Что и говорить, рецензия Мартенса была примитивна, поверхностна, пустовата. Но в девятьсот четырнадцатом году формулировка, приписывающая нашему герою мечту о вооруженной до зубов Германии, вызвала бы у него, пожалуй, чувство неловкости оттого, что его могли так упрощенно понять, и желание объясниться, а в девятьсот восемнадцатом она вызывает у него лишь насмешливую улыбку.

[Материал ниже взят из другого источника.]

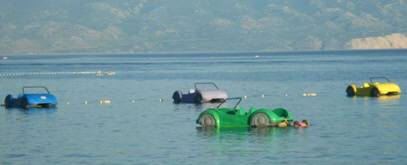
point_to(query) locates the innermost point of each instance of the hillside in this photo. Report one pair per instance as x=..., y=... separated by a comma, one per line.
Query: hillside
x=44, y=26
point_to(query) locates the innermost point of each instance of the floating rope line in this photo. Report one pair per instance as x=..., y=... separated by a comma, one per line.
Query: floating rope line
x=96, y=73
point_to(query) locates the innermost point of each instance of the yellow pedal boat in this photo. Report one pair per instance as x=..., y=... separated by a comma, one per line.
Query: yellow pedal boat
x=374, y=88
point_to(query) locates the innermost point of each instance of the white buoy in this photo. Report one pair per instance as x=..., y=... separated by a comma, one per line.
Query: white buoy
x=105, y=101
x=309, y=94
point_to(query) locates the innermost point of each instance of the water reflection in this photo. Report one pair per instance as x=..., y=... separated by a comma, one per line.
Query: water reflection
x=269, y=131
x=383, y=101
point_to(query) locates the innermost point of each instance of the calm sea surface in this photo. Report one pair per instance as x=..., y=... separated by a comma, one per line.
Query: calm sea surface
x=139, y=128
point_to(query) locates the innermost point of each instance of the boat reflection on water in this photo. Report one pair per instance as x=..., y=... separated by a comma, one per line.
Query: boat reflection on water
x=267, y=131
x=388, y=98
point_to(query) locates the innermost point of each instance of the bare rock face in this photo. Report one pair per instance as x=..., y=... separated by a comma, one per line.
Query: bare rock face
x=391, y=41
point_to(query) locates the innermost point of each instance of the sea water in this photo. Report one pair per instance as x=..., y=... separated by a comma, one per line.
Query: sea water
x=117, y=109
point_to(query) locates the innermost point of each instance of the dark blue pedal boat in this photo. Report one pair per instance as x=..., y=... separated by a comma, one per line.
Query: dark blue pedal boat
x=200, y=95
x=40, y=98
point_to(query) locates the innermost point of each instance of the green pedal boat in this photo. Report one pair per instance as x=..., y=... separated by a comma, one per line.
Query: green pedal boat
x=220, y=117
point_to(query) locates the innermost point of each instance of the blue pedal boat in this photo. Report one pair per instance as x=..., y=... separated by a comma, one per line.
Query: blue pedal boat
x=41, y=98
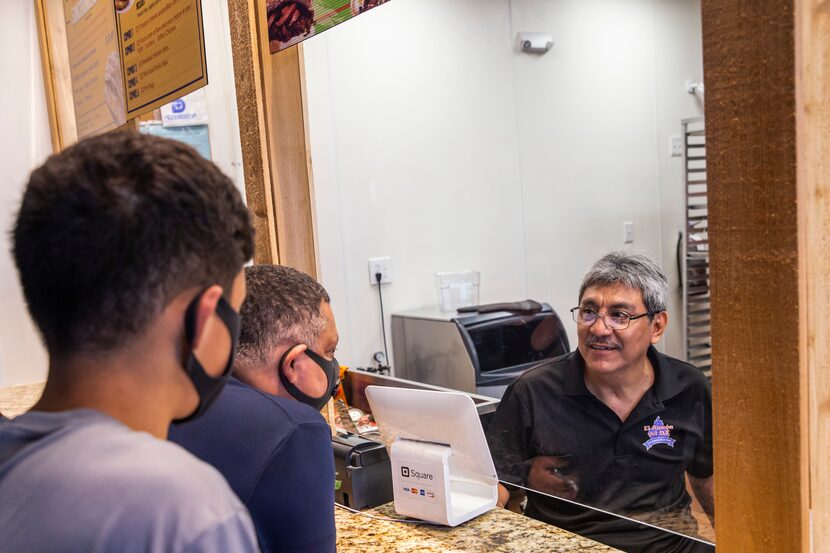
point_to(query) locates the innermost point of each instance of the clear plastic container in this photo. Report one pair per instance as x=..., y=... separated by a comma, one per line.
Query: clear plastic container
x=457, y=289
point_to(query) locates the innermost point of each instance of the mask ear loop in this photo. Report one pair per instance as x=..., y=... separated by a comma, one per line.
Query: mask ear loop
x=323, y=362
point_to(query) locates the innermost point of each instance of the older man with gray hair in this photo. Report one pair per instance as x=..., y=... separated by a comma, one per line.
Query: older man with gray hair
x=614, y=425
x=265, y=434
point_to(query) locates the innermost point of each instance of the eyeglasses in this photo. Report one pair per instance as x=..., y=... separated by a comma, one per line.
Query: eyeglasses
x=615, y=320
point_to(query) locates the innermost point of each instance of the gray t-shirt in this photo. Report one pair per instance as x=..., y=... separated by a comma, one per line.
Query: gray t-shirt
x=81, y=481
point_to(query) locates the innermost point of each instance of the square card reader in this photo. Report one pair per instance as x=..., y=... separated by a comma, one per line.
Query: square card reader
x=442, y=471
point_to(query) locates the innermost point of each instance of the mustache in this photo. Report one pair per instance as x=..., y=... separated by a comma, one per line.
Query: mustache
x=593, y=341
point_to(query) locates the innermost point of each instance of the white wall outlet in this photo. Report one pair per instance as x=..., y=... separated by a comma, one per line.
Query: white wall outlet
x=628, y=232
x=382, y=265
x=676, y=145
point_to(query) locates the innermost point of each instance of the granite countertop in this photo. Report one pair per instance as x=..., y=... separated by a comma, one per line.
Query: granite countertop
x=16, y=400
x=498, y=530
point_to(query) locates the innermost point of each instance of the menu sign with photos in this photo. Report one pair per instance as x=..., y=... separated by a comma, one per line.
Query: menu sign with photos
x=95, y=66
x=292, y=21
x=162, y=51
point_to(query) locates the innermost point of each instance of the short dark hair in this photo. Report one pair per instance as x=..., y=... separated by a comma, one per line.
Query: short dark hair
x=281, y=308
x=113, y=228
x=633, y=270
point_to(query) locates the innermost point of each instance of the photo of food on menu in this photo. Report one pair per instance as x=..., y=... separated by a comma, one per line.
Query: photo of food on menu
x=292, y=21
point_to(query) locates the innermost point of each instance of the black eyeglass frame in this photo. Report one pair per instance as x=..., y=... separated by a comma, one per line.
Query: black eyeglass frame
x=602, y=316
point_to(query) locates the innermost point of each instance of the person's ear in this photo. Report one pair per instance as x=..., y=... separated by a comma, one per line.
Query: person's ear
x=205, y=308
x=288, y=369
x=658, y=326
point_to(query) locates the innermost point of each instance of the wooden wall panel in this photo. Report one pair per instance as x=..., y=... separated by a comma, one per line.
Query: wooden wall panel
x=760, y=425
x=271, y=106
x=288, y=149
x=252, y=129
x=57, y=78
x=812, y=26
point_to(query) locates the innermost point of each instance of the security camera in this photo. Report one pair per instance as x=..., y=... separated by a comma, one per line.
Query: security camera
x=537, y=43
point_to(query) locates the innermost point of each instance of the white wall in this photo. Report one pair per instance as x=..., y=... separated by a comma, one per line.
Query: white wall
x=414, y=146
x=24, y=143
x=678, y=58
x=436, y=142
x=587, y=124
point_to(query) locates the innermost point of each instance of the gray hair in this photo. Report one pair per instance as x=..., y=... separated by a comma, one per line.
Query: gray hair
x=282, y=308
x=633, y=270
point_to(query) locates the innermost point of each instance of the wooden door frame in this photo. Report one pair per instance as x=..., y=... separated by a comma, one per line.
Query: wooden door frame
x=768, y=133
x=767, y=69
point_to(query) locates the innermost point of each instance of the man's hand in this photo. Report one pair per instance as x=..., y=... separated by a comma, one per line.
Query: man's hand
x=554, y=476
x=704, y=490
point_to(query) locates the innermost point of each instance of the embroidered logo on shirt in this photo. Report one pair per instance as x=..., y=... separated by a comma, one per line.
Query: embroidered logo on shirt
x=658, y=433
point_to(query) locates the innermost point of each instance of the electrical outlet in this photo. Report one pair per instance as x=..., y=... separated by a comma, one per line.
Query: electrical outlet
x=382, y=265
x=628, y=232
x=676, y=146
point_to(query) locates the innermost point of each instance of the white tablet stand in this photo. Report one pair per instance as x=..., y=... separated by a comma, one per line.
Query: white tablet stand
x=442, y=471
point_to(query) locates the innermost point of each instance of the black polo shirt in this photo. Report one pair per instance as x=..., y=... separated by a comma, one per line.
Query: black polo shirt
x=634, y=468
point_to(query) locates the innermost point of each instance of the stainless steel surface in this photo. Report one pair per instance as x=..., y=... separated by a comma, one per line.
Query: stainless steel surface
x=428, y=347
x=356, y=381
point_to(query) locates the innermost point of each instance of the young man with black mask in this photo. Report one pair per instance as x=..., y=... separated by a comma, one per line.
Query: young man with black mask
x=129, y=250
x=265, y=434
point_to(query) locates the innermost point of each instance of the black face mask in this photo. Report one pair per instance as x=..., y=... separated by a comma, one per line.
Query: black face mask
x=208, y=387
x=332, y=370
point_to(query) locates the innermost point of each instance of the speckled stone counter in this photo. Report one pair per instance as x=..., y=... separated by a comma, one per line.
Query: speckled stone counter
x=18, y=399
x=498, y=530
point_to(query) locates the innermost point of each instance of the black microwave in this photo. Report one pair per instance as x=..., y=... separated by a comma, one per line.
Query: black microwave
x=480, y=353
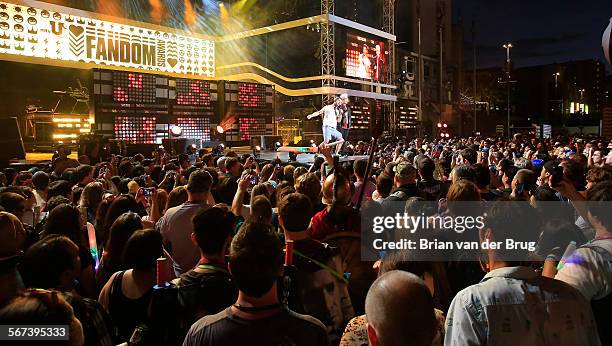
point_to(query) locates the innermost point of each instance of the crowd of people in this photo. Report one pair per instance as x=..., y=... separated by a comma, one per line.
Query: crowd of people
x=192, y=249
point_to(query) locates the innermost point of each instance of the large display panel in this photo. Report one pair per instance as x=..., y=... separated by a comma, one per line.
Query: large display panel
x=366, y=58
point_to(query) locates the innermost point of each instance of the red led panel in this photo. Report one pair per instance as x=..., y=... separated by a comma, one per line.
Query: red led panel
x=195, y=128
x=192, y=92
x=135, y=130
x=251, y=95
x=251, y=127
x=133, y=87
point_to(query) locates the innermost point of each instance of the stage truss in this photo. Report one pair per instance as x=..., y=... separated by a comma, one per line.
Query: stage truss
x=328, y=56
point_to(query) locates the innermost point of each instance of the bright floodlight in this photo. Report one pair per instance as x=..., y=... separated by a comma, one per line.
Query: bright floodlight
x=176, y=131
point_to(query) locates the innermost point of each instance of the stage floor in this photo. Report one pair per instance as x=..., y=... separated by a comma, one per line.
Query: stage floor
x=35, y=157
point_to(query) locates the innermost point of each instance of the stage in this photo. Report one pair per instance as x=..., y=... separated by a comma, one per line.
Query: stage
x=306, y=158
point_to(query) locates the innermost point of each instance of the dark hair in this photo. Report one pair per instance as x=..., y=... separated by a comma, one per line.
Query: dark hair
x=82, y=171
x=360, y=167
x=426, y=167
x=384, y=184
x=55, y=201
x=256, y=258
x=464, y=172
x=599, y=197
x=598, y=174
x=59, y=188
x=12, y=202
x=176, y=197
x=310, y=185
x=121, y=230
x=143, y=249
x=199, y=181
x=211, y=228
x=65, y=219
x=482, y=175
x=469, y=154
x=261, y=209
x=121, y=204
x=46, y=260
x=295, y=211
x=40, y=180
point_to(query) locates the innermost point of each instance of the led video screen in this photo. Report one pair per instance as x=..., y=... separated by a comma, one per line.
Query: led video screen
x=366, y=58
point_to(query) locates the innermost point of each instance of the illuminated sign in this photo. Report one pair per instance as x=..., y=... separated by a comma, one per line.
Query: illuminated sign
x=40, y=33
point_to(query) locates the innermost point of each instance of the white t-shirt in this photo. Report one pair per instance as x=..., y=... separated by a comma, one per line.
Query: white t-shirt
x=329, y=116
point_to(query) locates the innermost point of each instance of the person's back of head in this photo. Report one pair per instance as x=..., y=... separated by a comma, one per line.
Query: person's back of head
x=82, y=172
x=142, y=250
x=261, y=210
x=426, y=168
x=256, y=259
x=120, y=231
x=59, y=188
x=65, y=219
x=399, y=309
x=177, y=196
x=463, y=172
x=12, y=235
x=384, y=185
x=199, y=182
x=52, y=262
x=212, y=229
x=469, y=155
x=294, y=212
x=482, y=175
x=360, y=167
x=598, y=206
x=40, y=181
x=310, y=185
x=527, y=180
x=13, y=203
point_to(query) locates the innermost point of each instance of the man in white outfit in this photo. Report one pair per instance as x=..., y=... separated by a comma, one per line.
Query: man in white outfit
x=331, y=114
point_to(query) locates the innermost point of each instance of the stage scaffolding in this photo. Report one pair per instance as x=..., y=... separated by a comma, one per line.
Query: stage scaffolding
x=328, y=56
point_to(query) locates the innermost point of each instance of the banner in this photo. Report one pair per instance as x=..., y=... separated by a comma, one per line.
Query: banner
x=41, y=33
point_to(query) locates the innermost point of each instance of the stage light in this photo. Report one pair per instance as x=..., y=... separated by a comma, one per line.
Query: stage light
x=176, y=131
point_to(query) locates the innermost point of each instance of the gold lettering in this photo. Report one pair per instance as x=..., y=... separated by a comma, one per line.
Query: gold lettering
x=125, y=51
x=136, y=53
x=101, y=51
x=90, y=46
x=113, y=50
x=148, y=57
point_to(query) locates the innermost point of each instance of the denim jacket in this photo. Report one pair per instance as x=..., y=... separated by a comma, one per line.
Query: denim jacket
x=516, y=306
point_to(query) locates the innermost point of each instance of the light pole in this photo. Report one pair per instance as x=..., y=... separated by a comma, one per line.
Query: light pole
x=508, y=46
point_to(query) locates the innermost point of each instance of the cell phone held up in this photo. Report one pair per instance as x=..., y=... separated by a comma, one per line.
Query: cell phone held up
x=556, y=176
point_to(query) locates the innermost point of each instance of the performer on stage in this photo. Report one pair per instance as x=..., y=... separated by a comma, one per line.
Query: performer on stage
x=364, y=64
x=331, y=116
x=379, y=63
x=345, y=117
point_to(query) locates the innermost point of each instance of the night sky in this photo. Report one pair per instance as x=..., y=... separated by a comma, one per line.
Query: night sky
x=542, y=31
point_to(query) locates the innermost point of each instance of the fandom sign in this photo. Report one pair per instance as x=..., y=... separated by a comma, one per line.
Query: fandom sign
x=47, y=34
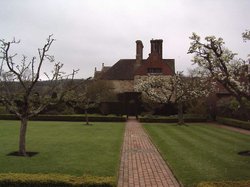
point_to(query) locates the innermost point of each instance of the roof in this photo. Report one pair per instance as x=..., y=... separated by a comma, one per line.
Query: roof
x=124, y=69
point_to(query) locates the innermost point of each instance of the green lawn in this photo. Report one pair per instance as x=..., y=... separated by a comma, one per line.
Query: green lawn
x=64, y=147
x=202, y=153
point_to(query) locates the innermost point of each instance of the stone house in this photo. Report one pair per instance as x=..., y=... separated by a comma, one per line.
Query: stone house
x=123, y=74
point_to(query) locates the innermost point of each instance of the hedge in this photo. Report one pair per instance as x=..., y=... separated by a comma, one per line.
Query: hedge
x=55, y=180
x=234, y=123
x=225, y=184
x=67, y=118
x=173, y=119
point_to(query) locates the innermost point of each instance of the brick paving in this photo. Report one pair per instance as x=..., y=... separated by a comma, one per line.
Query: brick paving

О профессоре Корнелиусе, немецкой республике и поездке в Париж
1
Поселок на берегу Изара за годы войны не разросся. Вилла на Пошингерштрассе походила больше на загородный дом, чем на городской особняк. Просеки, которые компания по продаже земельных участков прорубила в лесу, чтобы превратить их в улицы нового благоустроенного района Мюнхена, так и остались просеками, хотя кое-где их успели засыпать гравием, а на перекрестках поставили столбы с табличками — белые литеры на синей, теперь уже облупившейся эмали, — указатели задуманных улиц. Совсем недалеко от дома, вдоль склона горы, бежал мелкий и прозрачный ручей, а сразу за лесом открывались луга, где тихо пощипывали траву овцы. Он бродил с собакой по этим мирным местам, — иногда с утра, перед началом работы, но чаще закончив свой дневной урок, когда «голова трещит от усталости», «потому что я трудился, мучился, стиснув зубы, преодолевал трудности, вынужденный биться с частностями и в то же время не упускать из виду той более общей и многообразной связи, которую я обязан, ничем не смущаясь и ни перед чем не отступая, проследить во всех мельчайших ее разветвлениях». Под ногами пластались мокрые листья, скрипел гравий, чавкали лужи. Последняя военная осень подходила к концу.